Dual-System GUI Agent
Split a GUI agent into a decision model that plans and a grounding model that clicks — each optimized for its own job.
Intent & Description
🎯 Intent
Route planning and pixel-grounding to separate models that each handle their subproblem well.
📋 Context
You’re running a long multi-step GUI workflow — filling a multi-page form, booking a ride, confirming payment. You need both flexible high-level replanning (what to do when the form looks different than expected) and pixel-accurate click grounding. One model doing both underperforms on at least one.
💡 Solution
Define a clean intermediate vocabulary: the decision model emits high-level intents (“open the cart”, “swipe left to next item”) in a small typed vocabulary. The grounding model receives that intent plus the current screenshot and emits the concrete action (tap coordinates, key press). Decision model holds the plan and replans on failure; grounding model is stateless per action but specialized on screen interpretation.
Real-world Use Case
- A single GUI model is dominated by either planning or grounding and underperforms on the other.

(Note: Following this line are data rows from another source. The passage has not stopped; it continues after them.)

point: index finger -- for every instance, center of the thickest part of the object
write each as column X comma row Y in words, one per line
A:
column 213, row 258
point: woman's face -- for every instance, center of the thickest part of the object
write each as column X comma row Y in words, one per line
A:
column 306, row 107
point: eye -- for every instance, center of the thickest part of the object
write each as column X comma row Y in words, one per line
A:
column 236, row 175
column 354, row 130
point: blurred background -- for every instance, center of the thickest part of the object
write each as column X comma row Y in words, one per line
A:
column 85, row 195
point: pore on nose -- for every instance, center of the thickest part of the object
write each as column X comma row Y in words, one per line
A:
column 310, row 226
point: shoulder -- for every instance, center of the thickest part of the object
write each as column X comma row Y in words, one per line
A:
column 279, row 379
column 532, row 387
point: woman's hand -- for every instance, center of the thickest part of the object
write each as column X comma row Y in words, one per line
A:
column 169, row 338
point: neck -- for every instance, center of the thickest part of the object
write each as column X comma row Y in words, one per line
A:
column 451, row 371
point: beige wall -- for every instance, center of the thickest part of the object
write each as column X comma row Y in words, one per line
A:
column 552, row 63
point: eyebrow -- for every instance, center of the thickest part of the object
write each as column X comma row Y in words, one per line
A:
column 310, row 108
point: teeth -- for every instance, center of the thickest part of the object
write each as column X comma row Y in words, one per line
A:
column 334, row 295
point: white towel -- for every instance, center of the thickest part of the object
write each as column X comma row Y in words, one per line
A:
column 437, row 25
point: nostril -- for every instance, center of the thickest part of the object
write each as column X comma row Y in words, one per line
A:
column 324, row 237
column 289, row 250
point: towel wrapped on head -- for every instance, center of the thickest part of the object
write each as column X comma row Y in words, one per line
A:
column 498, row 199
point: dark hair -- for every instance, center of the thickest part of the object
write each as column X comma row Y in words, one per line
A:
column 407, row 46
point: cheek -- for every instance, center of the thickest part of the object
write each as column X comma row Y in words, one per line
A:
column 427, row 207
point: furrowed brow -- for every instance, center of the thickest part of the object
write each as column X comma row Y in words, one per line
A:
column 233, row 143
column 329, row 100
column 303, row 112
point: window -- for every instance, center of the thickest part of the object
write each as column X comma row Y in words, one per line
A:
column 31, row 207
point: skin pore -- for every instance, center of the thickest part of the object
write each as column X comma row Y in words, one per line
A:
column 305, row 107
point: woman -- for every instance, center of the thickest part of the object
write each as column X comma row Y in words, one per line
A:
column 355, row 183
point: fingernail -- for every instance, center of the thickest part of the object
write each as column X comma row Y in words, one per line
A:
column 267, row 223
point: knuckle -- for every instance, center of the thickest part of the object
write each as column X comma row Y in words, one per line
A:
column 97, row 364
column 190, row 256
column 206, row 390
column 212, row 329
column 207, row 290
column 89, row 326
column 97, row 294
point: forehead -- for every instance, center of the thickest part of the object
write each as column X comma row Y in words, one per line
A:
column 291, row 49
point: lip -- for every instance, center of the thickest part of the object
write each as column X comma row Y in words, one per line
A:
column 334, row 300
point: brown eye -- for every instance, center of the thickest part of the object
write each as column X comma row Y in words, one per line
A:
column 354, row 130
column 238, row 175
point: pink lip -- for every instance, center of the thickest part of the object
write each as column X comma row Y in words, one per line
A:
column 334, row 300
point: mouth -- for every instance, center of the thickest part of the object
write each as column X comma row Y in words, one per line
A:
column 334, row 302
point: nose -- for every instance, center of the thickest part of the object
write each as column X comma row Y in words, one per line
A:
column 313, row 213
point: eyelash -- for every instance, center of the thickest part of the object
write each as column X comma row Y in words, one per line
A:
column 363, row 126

- A clean intermediate vocabulary can express decisions for grounding.
- Two specialized models are available and routing between them is feasible.
Source
📌 TL;DR
Decision model plans. Grounding model clicks. Two specialized models working in sequence beat one generalist doing both.
Advantages
- Each model is sized to its skill — total parameters smaller than a unified model.
- Failure attribution is clean: planning problem vs. grounding problem.
- Decision-model planning generalizes across desktop, web, and mobile; grounding model is per-surface.
Disadvantages
- Two model calls per turn — latency and cost double.
- The intermediate intent vocabulary is a real design problem; bad vocabulary = broken hand-off.
- Hand-off mistakes (decision says X, grounding hears Y) are hard to debug.